The inquiry recommended that large areas of native forests be protected, and this set the stage for a new building and construction culture in the country, and we’ve never looked back!


The Government Steps it up!


Over the years, the Australian government has implemented various policies and initiatives to promote sustainable building practices and protect the environment.

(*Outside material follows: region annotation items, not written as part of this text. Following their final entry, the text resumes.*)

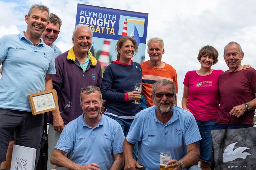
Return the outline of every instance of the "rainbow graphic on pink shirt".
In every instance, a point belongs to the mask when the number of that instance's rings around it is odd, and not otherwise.
[[[202,85],[203,82],[201,81],[196,84],[196,87],[201,87],[202,86]]]
[[[212,86],[212,81],[204,81],[197,83],[196,87],[211,87]]]

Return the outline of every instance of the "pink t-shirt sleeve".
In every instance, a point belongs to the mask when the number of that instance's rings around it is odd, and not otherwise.
[[[188,87],[188,86],[189,85],[188,84],[188,81],[189,80],[188,74],[188,72],[187,72],[186,75],[185,75],[185,78],[184,78],[184,81],[183,81],[183,84]]]

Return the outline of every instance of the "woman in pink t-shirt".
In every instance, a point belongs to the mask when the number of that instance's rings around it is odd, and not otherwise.
[[[197,56],[201,68],[188,72],[183,82],[182,107],[192,113],[197,123],[202,139],[198,144],[200,167],[203,170],[210,169],[212,146],[211,130],[215,129],[219,111],[218,79],[223,71],[211,68],[218,62],[218,55],[213,47],[203,47]]]

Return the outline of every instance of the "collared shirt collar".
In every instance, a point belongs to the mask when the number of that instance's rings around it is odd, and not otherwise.
[[[159,121],[156,117],[156,106],[154,106],[154,119],[155,120],[156,122],[158,122],[159,123],[163,124],[163,123]],[[171,118],[170,120],[168,121],[167,123],[165,125],[165,126],[167,126],[169,124],[172,123],[173,122],[175,122],[176,120],[179,119],[179,116],[178,116],[178,113],[177,113],[177,111],[176,110],[176,108],[175,108],[175,106],[173,106],[173,112],[172,113],[172,117]]]
[[[32,43],[32,42],[31,42],[30,40],[27,38],[26,37],[25,37],[25,35],[24,35],[24,33],[25,32],[24,31],[20,31],[20,33],[19,34],[19,37],[20,38],[20,39],[21,40],[22,38],[25,39],[25,40],[26,40],[26,41],[29,41],[30,42]],[[37,44],[37,45],[38,45],[39,44],[42,44],[42,45],[43,46],[44,46],[45,45],[45,44],[44,44],[44,41],[43,41],[43,39],[42,39],[42,38],[40,38],[40,40],[41,41],[40,43],[38,44]]]
[[[99,122],[98,124],[97,125],[94,127],[93,129],[99,127],[100,126],[103,126],[103,124],[104,122],[104,121],[105,120],[105,119],[106,118],[105,117],[105,115],[102,114],[102,112],[100,112],[100,114],[101,114],[101,118],[100,119],[100,122]],[[85,126],[88,128],[89,128],[92,129],[92,127],[89,126],[87,125],[87,124],[86,124],[85,122],[84,122],[84,112],[83,113],[83,114],[82,115],[82,116],[81,116],[80,118],[80,123],[81,123],[81,124],[82,125],[82,126],[83,127]]]
[[[97,59],[92,55],[90,51],[88,51],[88,53],[91,55],[90,60],[91,60],[91,62],[92,63],[92,64],[94,66],[96,66],[97,64]],[[76,56],[75,55],[75,53],[74,52],[74,46],[72,47],[72,48],[68,50],[68,56],[67,57],[68,60],[72,60],[74,61],[76,61]]]

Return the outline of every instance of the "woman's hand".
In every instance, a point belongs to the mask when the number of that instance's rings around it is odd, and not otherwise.
[[[141,93],[140,92],[130,92],[128,93],[129,101],[137,100],[140,99],[141,97]]]

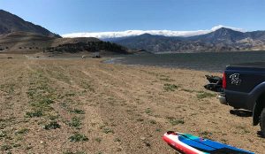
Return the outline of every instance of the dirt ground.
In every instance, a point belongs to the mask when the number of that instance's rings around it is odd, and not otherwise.
[[[211,73],[0,55],[0,153],[176,153],[174,130],[265,153],[247,114],[204,89]],[[221,75],[221,74],[217,74]]]

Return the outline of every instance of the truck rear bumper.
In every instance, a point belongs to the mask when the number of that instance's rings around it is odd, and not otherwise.
[[[224,93],[219,93],[217,97],[222,104],[228,104]]]

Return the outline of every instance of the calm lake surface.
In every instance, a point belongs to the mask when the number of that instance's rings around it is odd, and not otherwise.
[[[265,51],[140,54],[113,58],[106,63],[143,65],[223,72],[229,64],[265,61]]]

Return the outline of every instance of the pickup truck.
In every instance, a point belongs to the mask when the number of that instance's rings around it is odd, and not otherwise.
[[[223,74],[221,104],[235,109],[253,111],[253,125],[260,123],[265,136],[265,62],[235,64],[226,66]]]

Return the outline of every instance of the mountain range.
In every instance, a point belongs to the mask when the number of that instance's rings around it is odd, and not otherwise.
[[[0,10],[0,52],[76,53],[100,50],[128,53],[128,50],[121,45],[95,37],[62,38],[41,26]]]
[[[226,27],[221,27],[206,35],[190,37],[170,37],[144,34],[104,40],[130,49],[145,50],[153,53],[265,50],[265,31],[240,32]]]
[[[186,53],[208,51],[264,50],[265,31],[241,32],[220,27],[193,36],[143,34],[117,38],[62,38],[48,29],[0,10],[0,51],[99,51],[132,53]]]

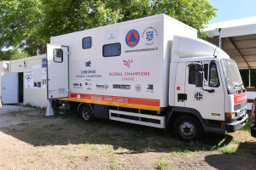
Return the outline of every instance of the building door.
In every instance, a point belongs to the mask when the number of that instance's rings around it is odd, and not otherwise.
[[[3,104],[19,102],[19,79],[17,72],[6,72],[1,77],[1,96]]]
[[[68,47],[47,45],[47,98],[69,97],[68,87]]]

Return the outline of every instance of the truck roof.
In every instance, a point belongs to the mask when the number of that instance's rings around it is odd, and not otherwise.
[[[60,35],[60,36],[51,37],[50,39],[55,39],[55,38],[58,38],[58,37],[65,37],[67,35],[74,35],[74,34],[79,34],[79,33],[81,33],[81,32],[91,31],[92,30],[97,31],[97,30],[102,30],[102,29],[107,29],[107,28],[119,26],[121,26],[121,25],[131,24],[131,23],[135,23],[135,22],[139,22],[139,21],[148,20],[152,20],[152,19],[157,19],[157,18],[162,18],[163,20],[165,20],[165,19],[171,20],[172,20],[176,23],[178,23],[179,25],[182,25],[184,27],[187,27],[187,28],[189,28],[191,30],[194,30],[195,31],[197,31],[195,28],[192,28],[189,26],[185,25],[184,23],[183,23],[183,22],[181,22],[181,21],[179,21],[176,19],[173,19],[173,18],[172,18],[172,17],[170,17],[166,14],[156,14],[156,15],[153,15],[153,16],[148,16],[148,17],[136,19],[136,20],[132,20],[119,22],[119,23],[116,23],[116,24],[113,24],[113,25],[108,25],[108,26],[91,28],[91,29],[88,29],[88,30],[83,30],[83,31],[72,32],[72,33],[68,33],[68,34],[63,34],[63,35]]]

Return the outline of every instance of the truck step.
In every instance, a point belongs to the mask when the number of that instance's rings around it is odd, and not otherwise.
[[[166,128],[166,117],[160,116],[109,110],[109,119],[158,128]]]

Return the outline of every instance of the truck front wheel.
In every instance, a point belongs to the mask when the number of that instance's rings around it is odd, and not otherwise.
[[[94,119],[93,110],[89,105],[83,105],[79,108],[79,115],[82,120],[92,122]]]
[[[197,140],[202,133],[201,122],[193,116],[183,116],[174,122],[174,133],[183,141]]]

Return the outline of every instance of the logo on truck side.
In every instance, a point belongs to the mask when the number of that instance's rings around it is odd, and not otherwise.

For example, the Green Building Council of Australia was established in 2002 to promote sustainable building practices, and the National Construction Code has been updated to include energy efficiency requirements for new buildings.


It’s Not ALL About CLT!


Apart from CLT, construction companies are increasingly using several other eco-friendly materials. Some of these materials include:


Bamboo


Bamboo is a highly sustainable building material that grows quickly and can be harvested without causing any damage to the environment. It is also a strong and durable material that can be used as scaffolding and for building walls, floors, and roofs.


Rammed Earth


Rammed earth is a construction technique that involves compacting soil into a sturdy and durable wall. It is a low-cost and eco-friendly option that provides excellent insulation and is resistant to fire, pests, and weathering. Pests are of particular interest in Australia!


Straw Bales


Straw bales are another eco-friendly material that is gaining popularity in the construction industry. They are made from agricultural waste and can be used for building walls and roofs. Straw bale construction is a low-cost, energy-efficient option and top insulator.


Hempcrete


Hempcrete is a bio-composite material made from the hemp plant's inner woody core mixed with lime and water. It is a lightweight, eco-friendly, remarkably fire-resistant material and an insulator.


These are just a few examples of the many eco-friendly materials that are being used by construction companies today. As the demand for sustainable building practices continues to grow, we can expect to see more innovative ideas and materials coming on the scene.


Summary


Australia has come a long way in the last 50 years and is now at the forefront of the sustainability model for the construction industry equal to any first-world country. CLT house building is here to stay. It has significantly influenced carpentry and the building industry in Australia and globally. Its benefits have made it an attractive alternative to traditional building materials, and its usage is predicted to increase in the coming years as the industry moves forward and tackles global warming HEAD-ON!